As part of the scheme, Simmons submitted a fictitious financial statement to FNP reflecting that Simmons’ net worth was $12 million and that he had more than $1.9 million in cash available in banks in the Phillipines and in the United Arab Emirates, in order to entice FNP to send the factoring payments. Mathis and Simmons also created a fraudulent classified version of a government contract which they faxed to FNP to further convince FNP that the contract was genuine. As a result, Simmons and Mathis caused FNP to make several wire transfers, including a wire transfer of approximately $315,124 to a bank account controlled by Simmons. Simmons subsequently laundered the payment through other accounts he controlled. The total loss resulting from the scheme was between $1 million and $2.5 million.

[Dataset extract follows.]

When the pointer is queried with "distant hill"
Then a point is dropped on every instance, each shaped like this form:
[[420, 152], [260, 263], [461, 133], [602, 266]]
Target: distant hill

Simmons and Mathis face a maximum sentence of 20 years in prison for wire fraud and Simmons also faces a maximum of 10 years in prison for money laundering. U.S. District Judge Roger W. Titus has scheduled sentencing for May 17, 2010 at 9:00 a.m. and 2:00 p.m., respectively.

United States Attorney Rod J. Rosenstein commended Assistant United States Attorney David I. Salem, who is prosecuting the case.